The young man flipped his notebook shut, shouldered past Boz and strode out the kitchen door. It seemed only prudent to follow him.
They stepped into the back yard just in time to see one of the women hauled up out of the well, dripping wet and dangling from the hook that had caught under her arm and neck. Her head was thrown back, her stringing hair partially covering the gaping white-lipped wound at her throat. There was so little blood left in her that the flesh was white as a trout’s, but her clothes were stained a uniform rusty shade from the saturated water.
“Get her down!” one of the men snapped, and two of them reached to catch the body and the line from which it hung.

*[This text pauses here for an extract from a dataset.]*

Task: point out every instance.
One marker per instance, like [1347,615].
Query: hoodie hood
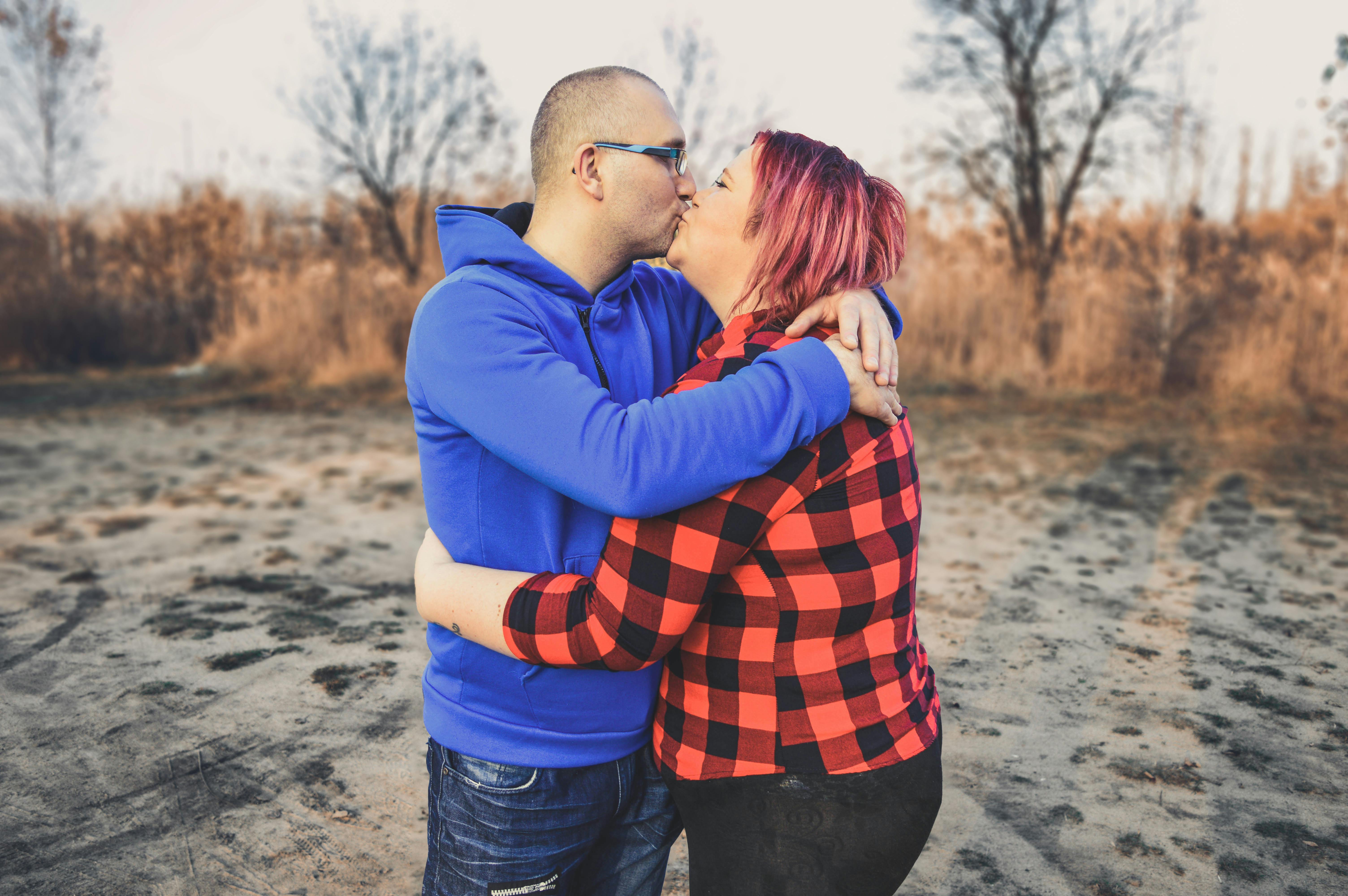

Together they wrestled the sodden corpse over the lip of the well and lowered her to the ground. She still had her shoes on, which struck Trace as somehow inappropriate.
Rex Reynolds gave the pitiful thing a cursory glance and then barged up to the man in charge. “Sherrif Paulson, I’m Rex Reynolds, from the St. Louis Times, what can you tell me about the situation here?”

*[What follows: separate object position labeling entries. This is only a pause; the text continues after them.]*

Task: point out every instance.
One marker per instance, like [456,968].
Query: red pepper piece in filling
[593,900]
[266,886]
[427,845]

Sherrif Paulson swayed away from the young man with a wave of his hand, like an ox flicking at a horsefly. “Nothin’ to tell, son, got three dead bodies and a hysterical young girl watched her father go mad.”
“So you believe her story that the father was the killer,” Reynolds said, jotting in his notebook. “How’d he end up in the well, then?”

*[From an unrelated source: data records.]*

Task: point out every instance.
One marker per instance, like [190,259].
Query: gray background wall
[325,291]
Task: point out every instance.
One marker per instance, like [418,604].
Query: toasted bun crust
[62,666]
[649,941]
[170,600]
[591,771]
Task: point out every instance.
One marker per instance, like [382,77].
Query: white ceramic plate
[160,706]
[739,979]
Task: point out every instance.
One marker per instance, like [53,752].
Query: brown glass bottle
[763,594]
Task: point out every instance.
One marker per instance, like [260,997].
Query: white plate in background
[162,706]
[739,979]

“She says he slipped and fell,” the sherrif said. “Easy, there! Don’t go tearin’ up the clothes until Doc’s had a chance to look at em.”
“He was a big strong man, wasn’t he? Is that the body over there?” Without waiting for an answer, Reynolds marched over to the quilt-covered figure on the grass.
“Now you just get away from there,” the sheriff began, and was distracted by a shout from the men at the well. The rope and hook jerked up, suddenly slack, and flung a disembodied arm in a gingham sleeve onto the grass.
They all looked at it in varying degrees of dismay. “So tell me, sheriff,” said Reynolds, “you think a fifteen-year-old girl could swing a kindling-hatchet with that kind of force?”
5 comments:
Now I could say that this is ugly and that you dressed it funny, but that would be both unkind and untrue.
OK, so the murders are ugly, but there's nothing funny about this excerpt. I like it!!! Write on!!!
SG
Lovely to see; nicely realized. And speaking as a former reporter who's actually been called a ghoul for getting in a little too close to bodies, I'll even overlook the weasel you've cast in that role. Is a sorta shady business, often enough, it's true.
But damn. You're going to shame me into finishing something, aren't you.
Reynolds is a weasel, and I'll admit I just reached down there into the stock character bag, blew the dust off him, and shoved him into the scene. But once he was there the story took right off at a run and has been more or less gallumphing along. I hope, of course, that he will morph into something a bit more complex as events unfold.
I hope you do finish something! I could use a little friendly prodding to keep me productive.
Is it funny? I think it must be; I can't help but injecting a little black humor into things; keeps it bearable, in my opinion. Besides, horror and hilarity often go together in reality.
It is a bit, and appropriately blackly so, I'd say, yeah.
'Course, I also totally cracked up at a certain scene in Wild At Heart where the big happy dog picks up the human hand... Me and the guy who'd dragged me to it practically split our sides... Before realizing we were the only ones in the theatre laughing. I might not be your best compass on this.
Best compass--no, not if I were looking for someone to make me safe for the mainstream. I never saw Wild at Heart but I laughed all the way through the last half of From Dusk Til Dawn. My date was appalled.